PPR residents to be evicted for not paying rent, subletting to others

PPR residents face eviction for breaking the law, and those who default on rental risk losing their units, warned the state.

Selangor Housing and Urban Living Committee chairman Haniza Talha said the state government was taking enforcement action against those owing thousands of ringgit.

PPR owners,who flout the law by subletting their units as well as those residing in untenanted units would be evicted, she added.

“We have already issued notices to the defaulters and those who are no longer eligible to live in PPR homes.

“We urge them to move out before we take enforcement action against them,” she said.

The defaulters from the three state-owned PPR flats in Kota Damansara, Kampung Baru Hicom, Shah Alam and Serendah were issued notices in February.

The next step, Haniza said was to cut off the electricity and water supply in stages.

Selangor government conducted the first phase of enforcement exercises on 10 units at PPR Kota Damansara and five units in PPR Hicom.

There are currently 47 units - 22 units in PPR Kota Damansara and 25 units in PPR Hicom identified for the second phase of enforcement action.

She also said that an employee of state-owned Perumahan dan Hartanah Selangor Sdn Bhd (PHSSB) was assaulted during the first phase.

“A tenant, who sublet his unit, attacked the staff.

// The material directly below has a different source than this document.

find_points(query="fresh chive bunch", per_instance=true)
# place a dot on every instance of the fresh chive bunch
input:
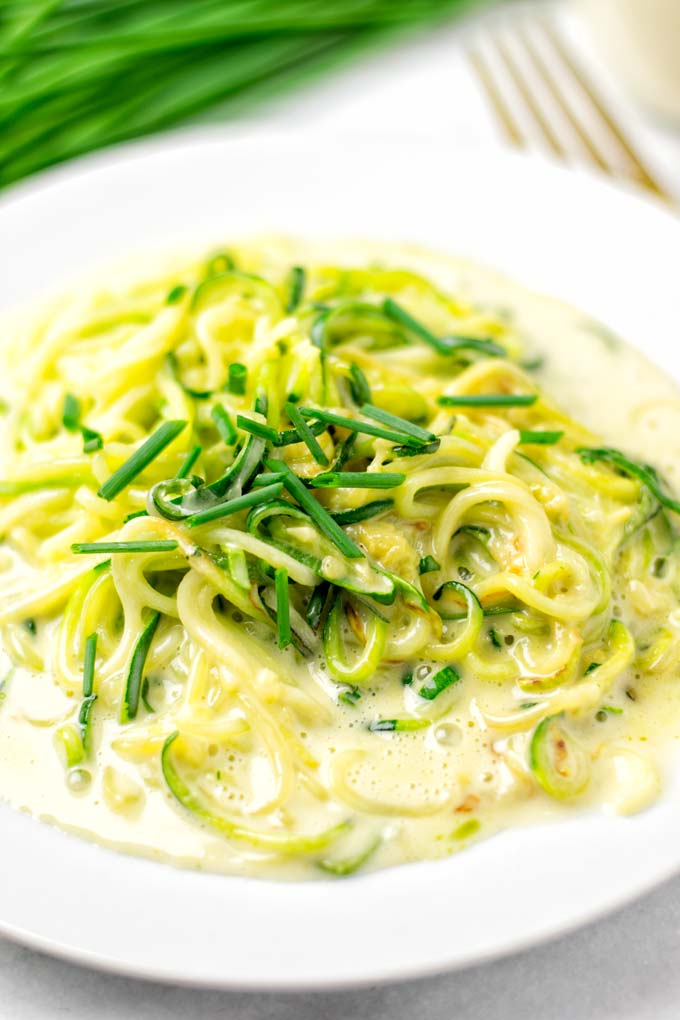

We have lodged a police report on the incident,” added Haniza.

She said it was important for rent defaulters and those who sublet their units to move out and make way for others on the waiting list.

There are 856 people waiting to be given homes at the three PPR flats.

“The highest defaulter owes RM25,250 in rent.

“Others are no longer eligible to live at the PPR as their household income has exceeded RM2,000,” she added.

Haniza also said that the state government was willing to meet defaulters to negotiate the debt amount and repayment method.

“We have been kind by giving them notices but please do not take it for granted,” she said at a press conference at the assembly.

Haniza also said an Abandoned Housing Project Recovery Committee (JKPPT) would be set up at local councils to protect the interests of house buyers.

The committee’s main task is to work with all relevant agencies for the recovery of abandoned projects.

“This decision was based on the track record of local councils which were successful in setting up such committees,” she added.

Haniza said the committee’s task would include providing solutions to developers, monitoring existing projects to ensure they are on schedule, and providing detailed reports to the state government.

There are currently 104 abandoned projects in Selangor.